Tallboy R is $4549 USD
I'd love to see a ~$4k trail bike shoot-out:
Smuggler v. Tempo v. Fluid v. Izzo v. Hugene v. Stumpy
Not sure on geo but pretty sure the travel matches 140F/125R ?
Haha, good one!
I am also interested @mikekazimer whats the comparison?
With the Tempo, you've got more travel to get you out of a jam, and running a 36 or piggyback shock wouldn't be unreasonable.
It really depends on what type of riding you'll be doing the most - the Spur's an excellent aggressive XC rig, but its limits will show up before the Tempo's do. There's also no alloy Spur, or carbon Tempo for that matter if frame material matters at all to you.
The Tempo's geometry is closer to the Optic. I prefer the pedaling position of the Tempo - the steeper seat tube and shorter front center made it a little more comfortable for me. Both bikes have a very similar wheelbase, although I'd say the Tempo has a little bit more snappiness to its handling. They're both great examples of how versatile bikes in this travel bracket can be.
- More surefooted
- Better power transfer
- Overall probably a better bike for most
- No headset cable routing
Izzo it is.
I’ll pay a little more (or not any more for my Ripmo AF) and just do an annual tear down.
No magazine talks about how after 2 years all Shimano brakes have significant vapor loss of mineral oil and Shimano doesn’t offer seal kits.

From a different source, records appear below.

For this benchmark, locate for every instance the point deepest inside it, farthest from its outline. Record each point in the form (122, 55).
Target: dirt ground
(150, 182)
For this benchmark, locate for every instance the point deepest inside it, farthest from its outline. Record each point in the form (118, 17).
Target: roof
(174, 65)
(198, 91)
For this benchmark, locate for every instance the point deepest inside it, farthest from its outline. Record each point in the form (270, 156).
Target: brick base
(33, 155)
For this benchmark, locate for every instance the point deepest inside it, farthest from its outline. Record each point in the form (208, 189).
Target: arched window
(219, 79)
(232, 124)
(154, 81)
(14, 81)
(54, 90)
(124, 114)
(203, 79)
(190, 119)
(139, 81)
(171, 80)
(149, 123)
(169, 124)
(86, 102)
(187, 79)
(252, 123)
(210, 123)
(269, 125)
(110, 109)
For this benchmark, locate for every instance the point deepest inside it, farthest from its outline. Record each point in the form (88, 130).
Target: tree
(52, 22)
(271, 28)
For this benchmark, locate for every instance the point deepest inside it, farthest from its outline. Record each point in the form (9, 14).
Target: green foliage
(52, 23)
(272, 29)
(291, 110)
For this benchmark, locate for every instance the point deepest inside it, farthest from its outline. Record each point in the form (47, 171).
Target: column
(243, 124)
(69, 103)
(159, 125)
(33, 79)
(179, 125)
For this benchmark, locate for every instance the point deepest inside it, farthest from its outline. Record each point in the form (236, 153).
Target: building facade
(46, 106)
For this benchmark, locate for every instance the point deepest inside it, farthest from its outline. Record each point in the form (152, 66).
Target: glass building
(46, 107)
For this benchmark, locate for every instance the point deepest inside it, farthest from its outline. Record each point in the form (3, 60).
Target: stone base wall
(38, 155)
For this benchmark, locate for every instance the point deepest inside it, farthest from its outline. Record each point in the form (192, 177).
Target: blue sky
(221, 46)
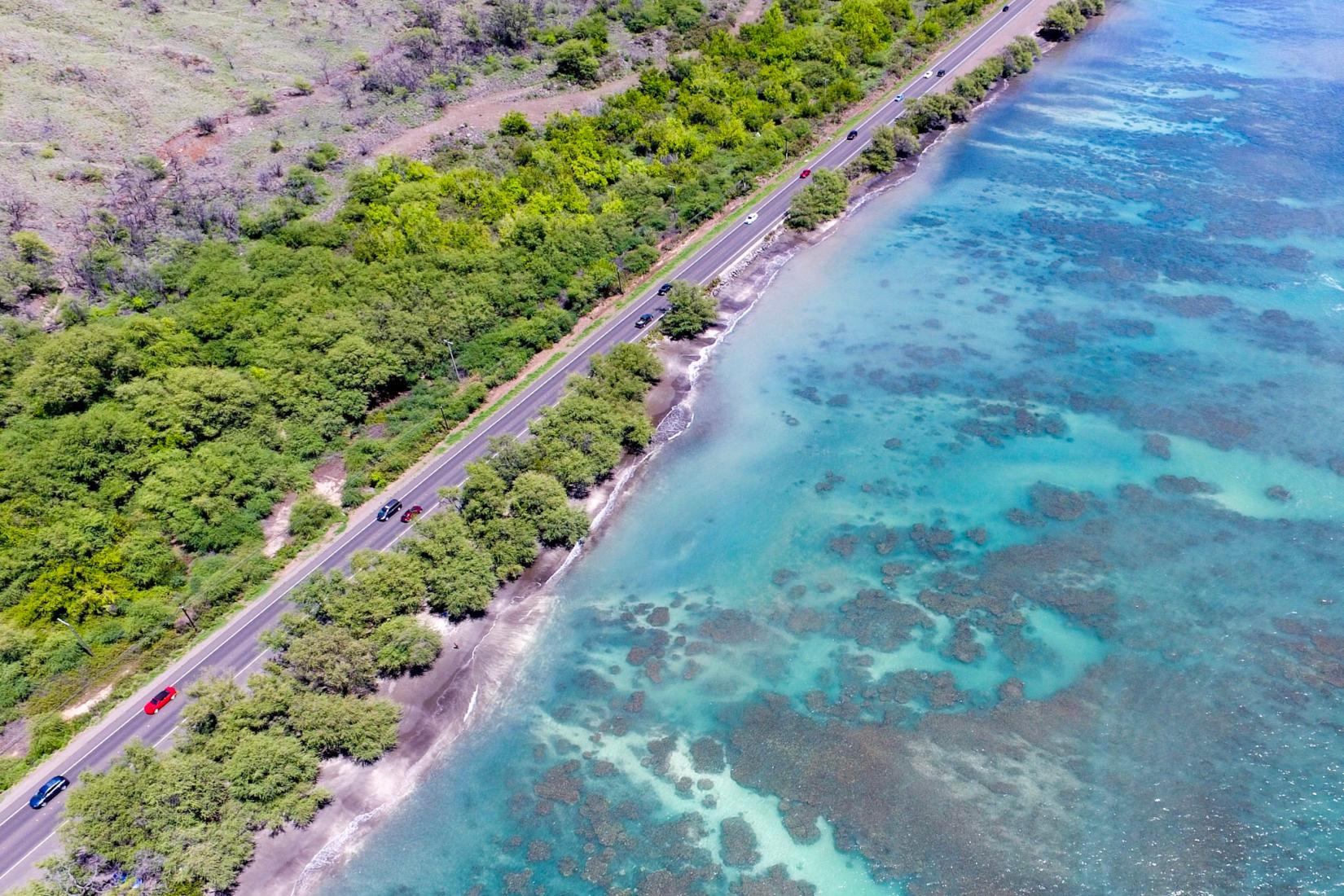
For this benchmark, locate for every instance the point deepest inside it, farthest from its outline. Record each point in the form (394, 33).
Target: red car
(160, 701)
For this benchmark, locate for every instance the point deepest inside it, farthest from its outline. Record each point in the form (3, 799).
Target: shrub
(310, 517)
(574, 61)
(322, 156)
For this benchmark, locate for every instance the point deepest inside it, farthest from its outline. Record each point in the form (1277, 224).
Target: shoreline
(481, 657)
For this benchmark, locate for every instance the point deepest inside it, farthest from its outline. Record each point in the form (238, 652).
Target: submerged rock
(740, 842)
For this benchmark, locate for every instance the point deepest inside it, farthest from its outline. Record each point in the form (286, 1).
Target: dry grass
(89, 84)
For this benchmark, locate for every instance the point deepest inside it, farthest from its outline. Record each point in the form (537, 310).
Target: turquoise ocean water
(1004, 554)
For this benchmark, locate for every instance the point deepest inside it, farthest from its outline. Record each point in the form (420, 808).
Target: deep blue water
(1004, 554)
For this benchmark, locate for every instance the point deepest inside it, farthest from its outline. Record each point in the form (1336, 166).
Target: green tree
(402, 645)
(542, 501)
(341, 726)
(691, 310)
(820, 200)
(323, 657)
(510, 23)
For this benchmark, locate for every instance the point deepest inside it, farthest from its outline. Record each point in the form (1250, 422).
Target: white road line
(41, 842)
(256, 610)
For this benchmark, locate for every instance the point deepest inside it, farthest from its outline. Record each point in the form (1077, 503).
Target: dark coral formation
(740, 842)
(881, 622)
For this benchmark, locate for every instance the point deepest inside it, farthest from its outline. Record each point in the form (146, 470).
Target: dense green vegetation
(820, 200)
(691, 310)
(1067, 18)
(142, 445)
(184, 821)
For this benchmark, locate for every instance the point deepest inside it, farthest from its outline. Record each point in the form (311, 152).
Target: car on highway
(47, 792)
(160, 701)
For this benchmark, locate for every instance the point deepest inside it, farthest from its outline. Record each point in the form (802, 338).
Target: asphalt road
(27, 836)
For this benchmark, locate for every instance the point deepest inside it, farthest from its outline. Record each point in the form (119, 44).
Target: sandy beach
(481, 656)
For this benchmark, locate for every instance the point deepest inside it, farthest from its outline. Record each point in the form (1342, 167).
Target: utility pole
(453, 358)
(82, 645)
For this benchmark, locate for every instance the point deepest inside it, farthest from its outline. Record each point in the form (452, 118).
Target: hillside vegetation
(245, 761)
(144, 441)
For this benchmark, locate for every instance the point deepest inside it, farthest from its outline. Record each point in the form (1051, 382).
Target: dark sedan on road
(47, 792)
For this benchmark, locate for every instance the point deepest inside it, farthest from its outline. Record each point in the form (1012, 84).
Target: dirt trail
(484, 113)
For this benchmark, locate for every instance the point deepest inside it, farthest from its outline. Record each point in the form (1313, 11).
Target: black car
(47, 792)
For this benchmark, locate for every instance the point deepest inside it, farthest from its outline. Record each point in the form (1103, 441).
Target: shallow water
(1003, 555)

Codes are good enough, and serviceable enough I may switch…….and I’ve been a SRAM/Avid hater (and Shimano brake user) for a LOT of years.
I attribute it to the conservative reach and head angle creating a more reasonable / manageable (~1,200mm in large) wheelbase than most of the sleds coming out today.
More bikes like this please! Focus on fun instead of fast…creates a playful bike even with 29” wheels
I don’t see the use of these bikes when they weigh the same as an enduro bike with 170mm….
Surely the engineers at Cane Creek, Hope, etc are already done designing properly sealed headsets for all these new bikes that need replacements soon?
I bleed brakes every few months. I replace headsets every few years. I don't see the problem really.
With modern geometry, the trail bike segment is the most under rated segment in the market today. This Commencal will be a great everyday bike for people that have regular trails to ride on.